At a practice where the public is permitted access, there’s a computer in every pocket. And as Brady then acknowledged (“it’s obviously the nature of Twitter…”), that amateur photography increases a level of insanity that didn’t exist half a decade ago, with the growth of our fake footballing pushing the chaos too.
Today in inaccuracies
Glass houses, stones, something something. I drop a typo or two around here
daily sometimes (hey, maybe even in this post), and I’m sure at some point I retroactively gave the Titans Super Bowl XXXIV (you’re my boy, Kevin Dyson). But I have yet to whiff on a players’ weight by over 70 pounds.

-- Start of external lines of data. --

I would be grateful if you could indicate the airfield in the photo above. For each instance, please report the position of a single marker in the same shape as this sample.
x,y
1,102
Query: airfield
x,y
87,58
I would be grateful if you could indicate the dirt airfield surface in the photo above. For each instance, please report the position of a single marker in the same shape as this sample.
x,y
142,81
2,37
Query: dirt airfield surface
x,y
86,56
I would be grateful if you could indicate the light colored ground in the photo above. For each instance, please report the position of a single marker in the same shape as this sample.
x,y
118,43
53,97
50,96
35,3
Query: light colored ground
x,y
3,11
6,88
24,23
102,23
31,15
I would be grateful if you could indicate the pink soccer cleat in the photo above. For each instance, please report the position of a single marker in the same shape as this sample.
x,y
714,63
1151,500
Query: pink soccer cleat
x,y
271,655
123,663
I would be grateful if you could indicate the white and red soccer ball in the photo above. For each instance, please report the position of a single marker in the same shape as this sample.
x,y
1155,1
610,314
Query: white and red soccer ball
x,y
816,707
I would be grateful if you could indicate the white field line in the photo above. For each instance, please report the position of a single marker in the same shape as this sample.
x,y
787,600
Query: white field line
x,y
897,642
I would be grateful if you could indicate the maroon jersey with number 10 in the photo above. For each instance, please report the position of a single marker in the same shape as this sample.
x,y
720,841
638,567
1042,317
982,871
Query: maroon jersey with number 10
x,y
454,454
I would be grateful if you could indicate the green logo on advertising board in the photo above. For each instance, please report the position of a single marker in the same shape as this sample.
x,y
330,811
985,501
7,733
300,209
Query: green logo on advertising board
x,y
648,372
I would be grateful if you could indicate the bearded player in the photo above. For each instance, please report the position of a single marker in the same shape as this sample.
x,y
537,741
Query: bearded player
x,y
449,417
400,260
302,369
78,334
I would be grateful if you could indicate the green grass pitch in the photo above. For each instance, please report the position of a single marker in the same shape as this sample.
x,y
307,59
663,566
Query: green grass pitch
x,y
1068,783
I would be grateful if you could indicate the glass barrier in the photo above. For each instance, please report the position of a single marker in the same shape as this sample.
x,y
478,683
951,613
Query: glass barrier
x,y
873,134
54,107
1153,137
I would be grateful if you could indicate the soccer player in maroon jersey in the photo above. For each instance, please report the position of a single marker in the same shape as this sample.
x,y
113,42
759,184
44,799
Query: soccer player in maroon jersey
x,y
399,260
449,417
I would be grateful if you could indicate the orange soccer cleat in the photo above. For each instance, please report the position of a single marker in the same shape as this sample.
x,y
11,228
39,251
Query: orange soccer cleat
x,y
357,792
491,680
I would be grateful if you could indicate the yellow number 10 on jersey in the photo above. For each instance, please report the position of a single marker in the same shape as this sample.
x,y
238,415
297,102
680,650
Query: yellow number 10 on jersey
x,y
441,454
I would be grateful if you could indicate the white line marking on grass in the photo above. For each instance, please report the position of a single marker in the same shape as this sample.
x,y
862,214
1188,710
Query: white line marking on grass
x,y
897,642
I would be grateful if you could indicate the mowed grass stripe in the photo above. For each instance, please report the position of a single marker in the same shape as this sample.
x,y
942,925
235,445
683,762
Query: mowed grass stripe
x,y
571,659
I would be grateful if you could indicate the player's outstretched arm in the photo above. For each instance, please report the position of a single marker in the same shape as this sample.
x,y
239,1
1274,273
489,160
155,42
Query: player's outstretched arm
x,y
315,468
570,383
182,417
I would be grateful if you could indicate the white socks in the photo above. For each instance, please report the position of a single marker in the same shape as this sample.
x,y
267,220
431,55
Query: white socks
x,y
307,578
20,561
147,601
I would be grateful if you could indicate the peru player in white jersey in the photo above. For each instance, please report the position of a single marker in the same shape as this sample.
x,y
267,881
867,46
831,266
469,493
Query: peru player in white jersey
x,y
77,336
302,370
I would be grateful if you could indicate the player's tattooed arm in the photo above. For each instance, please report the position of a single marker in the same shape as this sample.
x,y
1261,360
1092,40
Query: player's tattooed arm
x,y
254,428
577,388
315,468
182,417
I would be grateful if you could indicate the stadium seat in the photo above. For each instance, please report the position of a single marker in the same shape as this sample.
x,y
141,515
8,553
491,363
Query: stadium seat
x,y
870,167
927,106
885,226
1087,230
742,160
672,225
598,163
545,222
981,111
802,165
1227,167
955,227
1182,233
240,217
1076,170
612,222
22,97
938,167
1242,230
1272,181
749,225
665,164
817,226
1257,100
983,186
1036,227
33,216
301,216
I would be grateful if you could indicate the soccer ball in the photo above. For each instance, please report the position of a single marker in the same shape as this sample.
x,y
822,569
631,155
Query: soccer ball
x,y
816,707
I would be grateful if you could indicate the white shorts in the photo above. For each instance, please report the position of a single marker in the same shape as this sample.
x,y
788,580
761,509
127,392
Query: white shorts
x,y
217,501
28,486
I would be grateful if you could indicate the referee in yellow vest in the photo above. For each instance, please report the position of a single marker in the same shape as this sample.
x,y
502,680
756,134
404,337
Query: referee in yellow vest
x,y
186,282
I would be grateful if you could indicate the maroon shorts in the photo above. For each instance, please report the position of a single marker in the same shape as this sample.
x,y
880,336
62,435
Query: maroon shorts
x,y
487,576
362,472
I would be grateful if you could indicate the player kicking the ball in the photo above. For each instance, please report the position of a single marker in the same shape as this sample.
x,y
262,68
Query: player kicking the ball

Hmm, Tavon Austin’s height and weight seems suspect. pic.twitter.com/DXTib9dkYS
— Doug Kyed (@DougKyedNESN) August 18, 2013
Blessed are the preseason local TV interns.
For the record, despite his stupid speed, there was at least murmured discussion about Austin dropping in the draft ever so slightly due to his small frame. Of course, he ended that early in the process by tearing up the Combine, but he still checks in at a height of 5’8″, while weighing 174 pounds, according to NFL.com.